ICE Looks to Bolster ESG Service as Investors Grapple with Lack of Standards

ICE Data Services says investors can access its reference data subscription later this year to build out their ESG strategies.

Ethical responsbility

Standards and regulation around environmental, social and governance (ESG) strategies for investing are still evolving, but interest in the area is growing among investors, says Lynn Martin, president for ICE Data Services.

“The EU put in some regulations at the end of last year, but this is an area that is still very much evolving, and firms’ compliance is very much evolving,” Martin says.

ICE recently announced that it is launching a reference data service to help investors assess ESG risks and opportunities in corporations. The subscription will provide access to data points on companies, like reported greenhouse gas emissions and diversity metrics, the company said last week. Bank of America’s Global Research division is ICE’s development partner in the service, and will use the service itself in its global equity and credit analysis. The service will be available to subscribers in the second half of 2020. Martin says that the service will produce more than 500 attributes relating to different aspects of ESG.

“The ESG landscape is evolving rapidly, and investors are increasingly looking for comparable, decision-useful data,” Martin says.

She adds that the service is effectively an extension of ICE’s fixed income terms and conditions business, where ICE Data Services compiles and publishes the information held in the prospectuses put out by bond issuers. Users can now synthesize this data with the ESG information that companies put in their ESG filings and other reports.

Martin says that, ultimately, she would like the service to be used globally, but the initial focus of development will be within the US, as this is where ICE Data Service’s partner, Bank of America, wants to focus.

Big Questions to be Answered

Interest in ESG as an investment strategy is increasing, with firms even creating new roles. Man Group, for instance, named its first chief investment officer for ESG this month. However, the reliability of ESG reporting has come under scrutiny for the lack of regulation surrounding it, and with a lack of common standards and definitions, there is doubt about the simplest question: What exactly is ESG?

Analysts say a lack of standards around exactly what constitutes ESG leaves it ripe for companies to make misleading claims about their environmental or social impact, and regulators are currently grappling with how to hold companies accountable for their claims. In October 2019, the European Council adopted two regulations, which will affect investment managers on disclosure and low carbon benchmarks.

Another key regulation, the Taxonomy Regulation, has been delayed, and is now scheduled to come into force in 2022. The Taxonomy Regulation is intended to create a framework under which activity can be classified as environmentally sustainable or not.

That is the issue that is starting to unfold now as everyone is realizing it’s pretty easy to put three letters on a marketing campaign and off you go.
Ben Phillips, Deloitte

Michael Goldstein, managing partner at Empirical Research said: “If you look at the providers of ESG products and what they call ESG, they are in no sense the same.
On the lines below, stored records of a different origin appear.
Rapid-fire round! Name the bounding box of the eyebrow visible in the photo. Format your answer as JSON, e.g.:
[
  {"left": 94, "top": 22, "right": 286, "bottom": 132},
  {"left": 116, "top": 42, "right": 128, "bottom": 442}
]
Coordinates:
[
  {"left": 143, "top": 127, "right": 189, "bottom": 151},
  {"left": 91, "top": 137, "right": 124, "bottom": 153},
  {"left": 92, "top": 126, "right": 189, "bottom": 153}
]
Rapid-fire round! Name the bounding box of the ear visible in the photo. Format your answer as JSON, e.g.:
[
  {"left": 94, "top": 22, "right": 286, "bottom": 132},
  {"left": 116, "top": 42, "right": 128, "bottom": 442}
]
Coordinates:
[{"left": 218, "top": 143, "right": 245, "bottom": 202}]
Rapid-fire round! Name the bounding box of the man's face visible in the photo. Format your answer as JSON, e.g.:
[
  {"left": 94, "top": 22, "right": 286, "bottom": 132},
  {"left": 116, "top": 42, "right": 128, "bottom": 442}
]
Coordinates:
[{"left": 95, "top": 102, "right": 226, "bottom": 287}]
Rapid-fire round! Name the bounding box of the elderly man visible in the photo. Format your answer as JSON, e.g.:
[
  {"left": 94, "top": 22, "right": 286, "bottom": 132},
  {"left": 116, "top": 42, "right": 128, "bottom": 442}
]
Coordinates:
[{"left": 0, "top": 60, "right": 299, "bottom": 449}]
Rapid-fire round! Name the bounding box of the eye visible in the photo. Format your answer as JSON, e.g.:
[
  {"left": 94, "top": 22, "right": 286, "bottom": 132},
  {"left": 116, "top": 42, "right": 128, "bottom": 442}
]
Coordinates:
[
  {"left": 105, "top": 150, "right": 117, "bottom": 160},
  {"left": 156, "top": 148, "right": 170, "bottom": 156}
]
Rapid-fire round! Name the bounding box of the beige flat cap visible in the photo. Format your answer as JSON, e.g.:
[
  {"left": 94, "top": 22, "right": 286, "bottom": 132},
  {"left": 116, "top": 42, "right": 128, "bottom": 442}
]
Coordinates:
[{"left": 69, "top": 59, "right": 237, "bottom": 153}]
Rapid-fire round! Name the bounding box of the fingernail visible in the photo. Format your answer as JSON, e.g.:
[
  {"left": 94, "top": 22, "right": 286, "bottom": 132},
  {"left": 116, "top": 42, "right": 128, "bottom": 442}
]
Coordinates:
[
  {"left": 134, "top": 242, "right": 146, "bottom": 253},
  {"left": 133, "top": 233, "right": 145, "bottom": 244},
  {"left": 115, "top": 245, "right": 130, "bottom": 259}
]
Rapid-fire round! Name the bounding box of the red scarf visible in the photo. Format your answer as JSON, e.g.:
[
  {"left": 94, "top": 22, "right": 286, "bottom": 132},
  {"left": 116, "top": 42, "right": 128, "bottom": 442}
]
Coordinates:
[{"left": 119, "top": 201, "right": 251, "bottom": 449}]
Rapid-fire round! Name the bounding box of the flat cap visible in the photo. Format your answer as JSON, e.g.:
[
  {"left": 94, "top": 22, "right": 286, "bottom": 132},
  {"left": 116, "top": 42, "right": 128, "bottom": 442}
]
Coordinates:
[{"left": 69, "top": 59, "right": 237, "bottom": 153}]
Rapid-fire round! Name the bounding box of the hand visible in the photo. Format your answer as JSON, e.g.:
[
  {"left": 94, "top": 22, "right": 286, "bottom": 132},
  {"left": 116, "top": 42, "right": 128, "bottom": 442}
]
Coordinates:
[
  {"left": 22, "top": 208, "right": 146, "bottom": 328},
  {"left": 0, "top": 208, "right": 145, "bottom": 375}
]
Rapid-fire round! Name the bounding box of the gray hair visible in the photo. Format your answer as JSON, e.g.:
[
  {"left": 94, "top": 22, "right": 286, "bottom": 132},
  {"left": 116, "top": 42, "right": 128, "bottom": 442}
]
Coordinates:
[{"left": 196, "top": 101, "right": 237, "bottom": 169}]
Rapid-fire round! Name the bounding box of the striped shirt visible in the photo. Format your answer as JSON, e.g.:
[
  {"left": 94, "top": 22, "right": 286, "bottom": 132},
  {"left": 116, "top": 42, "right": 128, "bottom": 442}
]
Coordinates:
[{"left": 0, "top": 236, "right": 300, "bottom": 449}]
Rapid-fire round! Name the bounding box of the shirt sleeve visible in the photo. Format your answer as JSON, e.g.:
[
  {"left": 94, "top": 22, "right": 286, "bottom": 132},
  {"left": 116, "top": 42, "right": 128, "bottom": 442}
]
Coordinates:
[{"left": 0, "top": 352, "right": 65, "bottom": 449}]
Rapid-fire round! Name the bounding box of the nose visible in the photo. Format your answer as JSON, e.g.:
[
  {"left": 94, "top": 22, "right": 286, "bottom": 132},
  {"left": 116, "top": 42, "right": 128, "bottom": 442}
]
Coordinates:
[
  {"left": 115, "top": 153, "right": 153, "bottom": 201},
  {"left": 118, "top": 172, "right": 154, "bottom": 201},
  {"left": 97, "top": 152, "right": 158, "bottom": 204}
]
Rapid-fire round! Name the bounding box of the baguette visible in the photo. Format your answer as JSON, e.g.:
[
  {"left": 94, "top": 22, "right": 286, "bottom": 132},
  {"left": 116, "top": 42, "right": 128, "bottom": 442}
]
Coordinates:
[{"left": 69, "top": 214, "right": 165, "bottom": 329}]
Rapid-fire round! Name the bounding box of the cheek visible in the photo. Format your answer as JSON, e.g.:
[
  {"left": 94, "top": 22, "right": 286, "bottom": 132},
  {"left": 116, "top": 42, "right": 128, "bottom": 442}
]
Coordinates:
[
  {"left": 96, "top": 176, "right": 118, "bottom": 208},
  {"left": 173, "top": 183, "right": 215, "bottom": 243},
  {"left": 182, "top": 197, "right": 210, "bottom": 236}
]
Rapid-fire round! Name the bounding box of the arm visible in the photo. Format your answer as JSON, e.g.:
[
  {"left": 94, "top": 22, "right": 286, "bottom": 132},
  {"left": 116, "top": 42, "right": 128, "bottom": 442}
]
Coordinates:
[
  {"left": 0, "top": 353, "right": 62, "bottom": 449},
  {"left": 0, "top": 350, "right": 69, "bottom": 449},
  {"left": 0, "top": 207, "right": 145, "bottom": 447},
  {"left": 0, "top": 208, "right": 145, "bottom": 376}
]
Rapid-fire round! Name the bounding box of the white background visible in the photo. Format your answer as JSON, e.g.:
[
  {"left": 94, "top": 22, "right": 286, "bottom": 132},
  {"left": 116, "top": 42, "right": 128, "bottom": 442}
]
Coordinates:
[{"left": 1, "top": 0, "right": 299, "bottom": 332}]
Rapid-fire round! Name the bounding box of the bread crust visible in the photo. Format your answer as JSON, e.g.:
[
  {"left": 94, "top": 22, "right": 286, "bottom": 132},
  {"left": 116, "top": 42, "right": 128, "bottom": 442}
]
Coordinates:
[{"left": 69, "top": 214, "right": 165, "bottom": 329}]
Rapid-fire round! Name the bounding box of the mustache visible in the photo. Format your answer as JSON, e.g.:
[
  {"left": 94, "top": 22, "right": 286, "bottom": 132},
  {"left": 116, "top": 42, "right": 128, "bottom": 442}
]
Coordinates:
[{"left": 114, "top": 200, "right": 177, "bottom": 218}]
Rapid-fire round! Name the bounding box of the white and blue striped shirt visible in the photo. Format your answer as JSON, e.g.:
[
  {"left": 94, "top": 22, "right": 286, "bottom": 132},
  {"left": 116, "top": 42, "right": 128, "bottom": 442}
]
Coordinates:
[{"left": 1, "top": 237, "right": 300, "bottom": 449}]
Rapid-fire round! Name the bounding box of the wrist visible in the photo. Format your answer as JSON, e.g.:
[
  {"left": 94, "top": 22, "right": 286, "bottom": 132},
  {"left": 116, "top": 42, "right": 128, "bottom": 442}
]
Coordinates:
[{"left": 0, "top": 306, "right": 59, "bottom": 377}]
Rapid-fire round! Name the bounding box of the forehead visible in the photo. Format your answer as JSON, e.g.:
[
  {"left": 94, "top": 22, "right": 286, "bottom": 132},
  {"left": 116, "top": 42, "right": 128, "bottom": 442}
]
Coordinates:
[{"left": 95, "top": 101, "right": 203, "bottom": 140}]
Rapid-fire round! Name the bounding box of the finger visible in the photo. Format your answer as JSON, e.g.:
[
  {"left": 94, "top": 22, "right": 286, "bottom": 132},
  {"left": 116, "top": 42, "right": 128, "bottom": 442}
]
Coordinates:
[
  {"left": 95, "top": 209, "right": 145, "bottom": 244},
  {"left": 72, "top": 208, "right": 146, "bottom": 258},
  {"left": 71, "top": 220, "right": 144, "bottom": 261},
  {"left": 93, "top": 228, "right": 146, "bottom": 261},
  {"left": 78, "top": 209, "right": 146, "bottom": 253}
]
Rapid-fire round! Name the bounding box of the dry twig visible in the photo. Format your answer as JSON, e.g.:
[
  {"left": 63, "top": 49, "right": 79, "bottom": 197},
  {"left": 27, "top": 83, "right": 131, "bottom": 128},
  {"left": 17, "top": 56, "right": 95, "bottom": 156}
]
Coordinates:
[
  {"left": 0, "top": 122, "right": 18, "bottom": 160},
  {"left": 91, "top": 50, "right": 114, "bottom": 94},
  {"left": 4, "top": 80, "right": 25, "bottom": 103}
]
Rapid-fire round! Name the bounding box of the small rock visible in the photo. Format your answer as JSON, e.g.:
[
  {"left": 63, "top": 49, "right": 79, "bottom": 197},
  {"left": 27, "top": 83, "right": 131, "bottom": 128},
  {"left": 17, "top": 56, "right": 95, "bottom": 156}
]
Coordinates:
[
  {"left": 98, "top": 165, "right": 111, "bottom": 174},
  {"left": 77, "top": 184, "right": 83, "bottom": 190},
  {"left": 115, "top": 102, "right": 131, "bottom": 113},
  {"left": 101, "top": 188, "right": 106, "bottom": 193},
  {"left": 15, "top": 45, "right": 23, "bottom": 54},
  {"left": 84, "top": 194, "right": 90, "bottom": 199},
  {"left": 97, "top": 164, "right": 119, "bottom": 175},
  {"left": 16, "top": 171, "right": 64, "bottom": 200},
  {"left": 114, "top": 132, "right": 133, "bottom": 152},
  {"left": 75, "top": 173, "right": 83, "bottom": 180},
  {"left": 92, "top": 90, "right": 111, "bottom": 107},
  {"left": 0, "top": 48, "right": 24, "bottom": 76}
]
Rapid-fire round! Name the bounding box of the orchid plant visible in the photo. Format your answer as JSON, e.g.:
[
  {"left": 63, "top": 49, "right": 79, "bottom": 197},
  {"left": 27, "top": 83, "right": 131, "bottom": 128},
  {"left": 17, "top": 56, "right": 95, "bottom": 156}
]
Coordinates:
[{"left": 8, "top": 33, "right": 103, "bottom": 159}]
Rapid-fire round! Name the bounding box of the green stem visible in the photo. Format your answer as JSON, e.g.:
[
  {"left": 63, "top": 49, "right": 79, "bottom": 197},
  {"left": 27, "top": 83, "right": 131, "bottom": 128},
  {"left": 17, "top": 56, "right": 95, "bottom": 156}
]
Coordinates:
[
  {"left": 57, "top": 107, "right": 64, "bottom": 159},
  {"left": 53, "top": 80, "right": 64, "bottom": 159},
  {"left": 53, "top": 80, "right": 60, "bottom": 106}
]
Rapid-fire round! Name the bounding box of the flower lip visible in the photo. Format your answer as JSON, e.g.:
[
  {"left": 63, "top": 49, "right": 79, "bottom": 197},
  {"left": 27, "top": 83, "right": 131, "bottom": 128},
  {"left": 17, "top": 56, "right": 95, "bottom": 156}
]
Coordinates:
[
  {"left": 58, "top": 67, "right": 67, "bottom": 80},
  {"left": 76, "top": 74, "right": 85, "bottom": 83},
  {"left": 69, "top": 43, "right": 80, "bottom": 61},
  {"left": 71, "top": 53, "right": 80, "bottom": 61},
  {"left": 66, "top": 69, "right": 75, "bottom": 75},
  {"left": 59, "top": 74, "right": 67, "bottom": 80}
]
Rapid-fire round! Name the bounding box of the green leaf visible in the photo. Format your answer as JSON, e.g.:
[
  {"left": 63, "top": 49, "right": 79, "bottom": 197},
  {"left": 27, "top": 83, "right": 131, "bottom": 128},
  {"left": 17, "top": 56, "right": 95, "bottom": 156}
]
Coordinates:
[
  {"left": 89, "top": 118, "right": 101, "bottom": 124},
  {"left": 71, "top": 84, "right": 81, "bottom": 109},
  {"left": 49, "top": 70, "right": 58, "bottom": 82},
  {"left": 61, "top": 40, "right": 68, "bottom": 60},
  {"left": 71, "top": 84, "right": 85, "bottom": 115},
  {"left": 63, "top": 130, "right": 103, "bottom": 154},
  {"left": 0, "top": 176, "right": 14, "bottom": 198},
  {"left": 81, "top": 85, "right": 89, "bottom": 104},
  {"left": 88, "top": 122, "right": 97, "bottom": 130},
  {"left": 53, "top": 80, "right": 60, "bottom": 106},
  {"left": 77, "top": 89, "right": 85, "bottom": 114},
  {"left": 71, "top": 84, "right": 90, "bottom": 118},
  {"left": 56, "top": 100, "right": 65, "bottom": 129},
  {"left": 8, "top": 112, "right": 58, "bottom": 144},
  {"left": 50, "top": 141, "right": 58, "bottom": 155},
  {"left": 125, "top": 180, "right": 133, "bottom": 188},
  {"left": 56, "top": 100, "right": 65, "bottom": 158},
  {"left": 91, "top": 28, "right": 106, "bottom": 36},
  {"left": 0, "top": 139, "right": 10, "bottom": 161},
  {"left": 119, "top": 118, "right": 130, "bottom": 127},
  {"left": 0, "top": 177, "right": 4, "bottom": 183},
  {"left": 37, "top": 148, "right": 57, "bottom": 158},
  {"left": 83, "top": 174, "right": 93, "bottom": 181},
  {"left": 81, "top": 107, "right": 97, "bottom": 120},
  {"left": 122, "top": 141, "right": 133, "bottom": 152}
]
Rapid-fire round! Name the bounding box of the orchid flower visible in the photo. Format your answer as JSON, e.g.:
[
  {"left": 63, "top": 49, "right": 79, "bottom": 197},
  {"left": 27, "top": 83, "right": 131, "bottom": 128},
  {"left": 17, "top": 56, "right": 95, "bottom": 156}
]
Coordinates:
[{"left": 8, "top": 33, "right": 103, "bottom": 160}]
I don’t think anybody even knows what it is… I tell our clients that we don’t have an investor that is not an ESG investor. But the flows into dedicated ESG funds are trivial. It seems there is a very big gap between the rhetoric and whatever the reality is going to end up being.”

Goldstein was speaking at the first-ever meeting of the Securities and Exchange Commission’s (SEC) asset management advisory committee. With him on a panel was Ben Phillips, a principal and the investment management chief strategist within the Casey Quirk practice at Deloitte.

Asked by commissioners if he thought that the SEC should regulate ESG standards, Phillips responded: “I don’t know if any regulator should be in the role of saying what the ESG standards should be. [But] somebody has to be responsible for puncturing the claims of people who say they are, and aren’t.”

It’s this role that regulators around the world are trying to step into, he said, especially the Europeans.

“The biggest problem for breaking fiduciary trust will be if firms say they are compliant with some sort of ESG standard that they are putting forward and they’re actually not, or the standard doesn’t make sense,” Phillips said. “How greenwashing is addressed and punished is probably the principle regulatory question that the Europeans are grappling with right now.”

Excluding companies that do not comply with ESG standards might actually end up damaging the market, he added. “What if all ESG participants began using negative screens? You would basically shrink the capacity of an already shrunk stock market.”

And the question of how to test whether or not a product or company is or isn’t ESG is unclear at this point, Phillips added. “ESG is not a product, it’s an investment process. How do you audit an investment process for ESG? Is this something the Big Four auditors should do? Is it something other third parties should do? Is there an auditing function that has some public oversight that is a result of this?

“I don’t know. The Europeans don’t know either. That is the issue that is starting to unfold now as everyone is realizing it’s pretty easy to put three letters on a marketing campaign and off you go.”